Samsungにとって初の三つ折り機種である「Galaxy Z TriFold」は昨年の12月上旬に韓国で発売。その後UAEなど一部市場では12月下旬より発売した感じで、さらにアメリカにおいては2026年1月下旬より発売しています。
販売地域が世界で五カ国と限定的だったことに加え入荷数もかなり限定的だったと言われています。その結果どの市場でも初期在庫はすぐに完売となっており、転売市場でもプレミアム価格となっています。
当初の予測では20万台近く生産するとも言われていましたが、実際には3万台程度とも言われており、Galaxy Zシリーズとして考えれば生産台数は圧倒的に少なかったと判断することが出来ます。
韓国で終売に。

そして今回Dongaによると韓国において「3月17日」にGalaxy Z TriFoldの販売を終了することが判明したとしています。ちなみに韓国では2025年12月12日に発売されたので約3ヶ月で終売することになります。

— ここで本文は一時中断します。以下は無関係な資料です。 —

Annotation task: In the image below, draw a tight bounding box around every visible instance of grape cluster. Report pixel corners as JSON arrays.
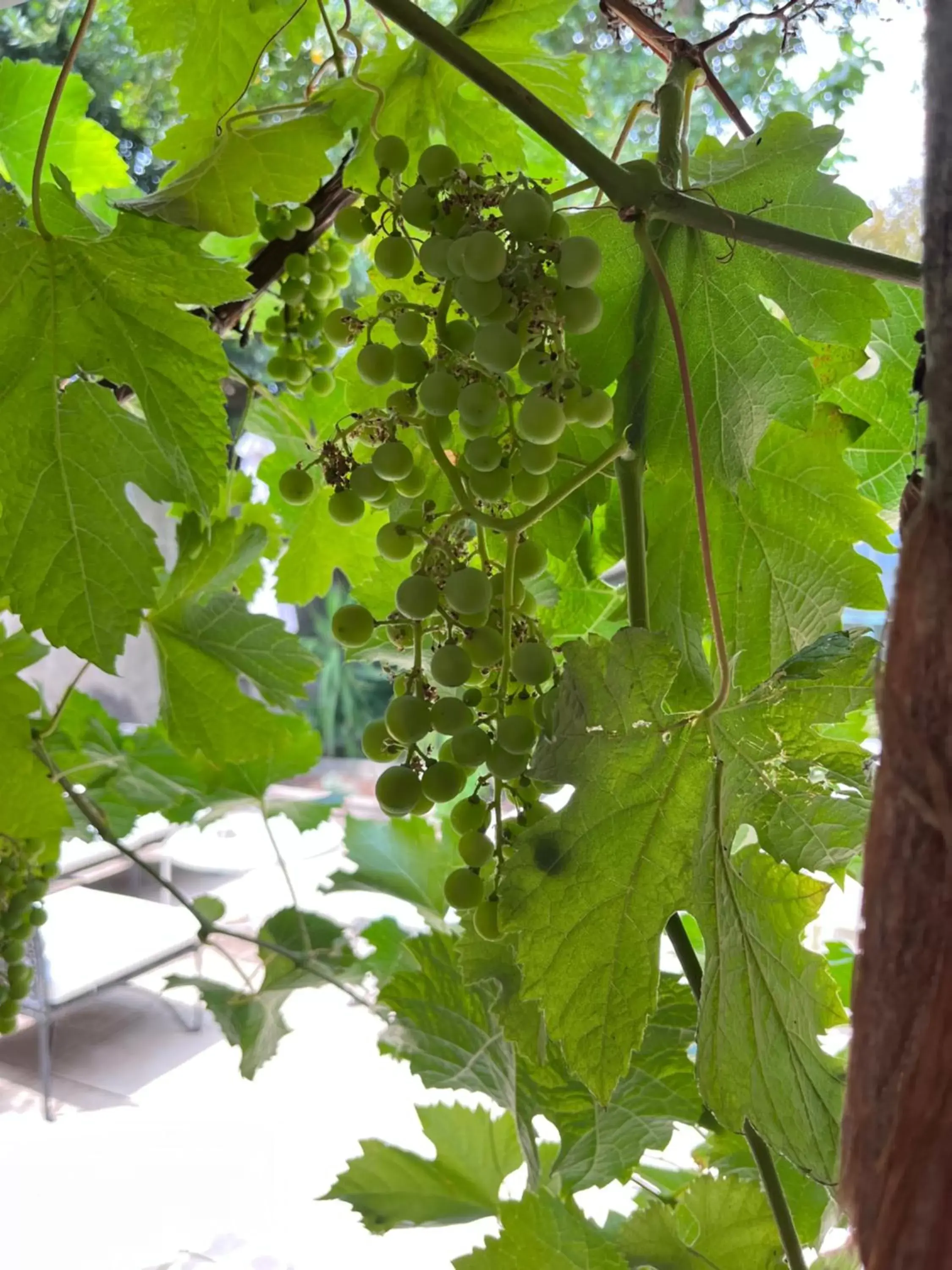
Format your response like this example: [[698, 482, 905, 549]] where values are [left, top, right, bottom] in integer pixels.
[[282, 137, 613, 939], [256, 203, 352, 396], [0, 838, 57, 1035]]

また韓国においては1〜2週間おきの「火曜日」に少量ずつ再入荷を繰り返していたとされており、把握している限りでも第7次販売まではいってたみたいです。
発売後は何度も完売し、オンラインでは2〜5分で売り切れる状況が続いた。現在もSamsung.comでは在庫切れで再入荷通知のみ受け付けている。一時は中古市場でプレミア価格が付き、定価約300万ウォンの製品が1000万ウォンで出品されるケースもあった。

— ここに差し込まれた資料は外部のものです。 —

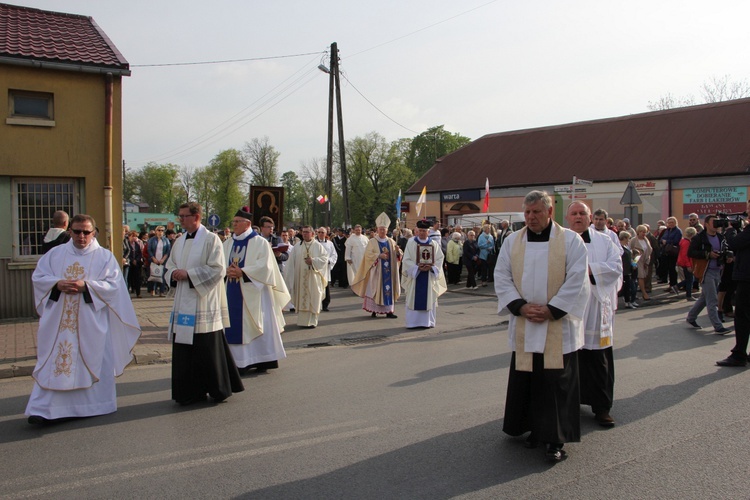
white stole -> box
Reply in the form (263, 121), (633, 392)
(169, 225), (208, 345)
(511, 221), (565, 372)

また韓国と比較すればだいぶ遅れて発売されたアメリカにおいても、現在の生産分が完売したら終売になることが判明したとしています。なのでどの市場でも2~3ヶ月で終売とかなり短命な製品だったのかなと思います。
販売が終了した理由。

そして販売が終了した理由は主に2つあると言われています。まず一つ目としてGalaxy Z TirFoldはそもそも大量販売を前提としているわけではなく、Samsungの折畳式技術を示す「フラッグシップ・ショーケース」として企画された可能性が高いとしています。
つまり売ることが目的ではないと判断することが出来ます。そして2つ目の理由としては重い原価負担があると指摘しています。
DRAMやNANDフラッシュ、APなど主要部品の価格上昇により、販売を続けても収益性がほとんど見込めなかったという。出荷価格は359万400ウォンで、Samsungは100ウォン単位まで価格を調整し利益を極限まで抑えていたとされる。
事前情報からもほぼ「赤字」に近い価格設定だったのが、直近のコスト増加で完全に赤字に転落したのかもしれません。いくらGalaxy Z TriFoldは収益よりも技術力を示すための製品だったとはいえ、収益性の改善が急務となっているモバイル部門で収益性の悪い製品をいつまでも販売しているわけにいかないと思います。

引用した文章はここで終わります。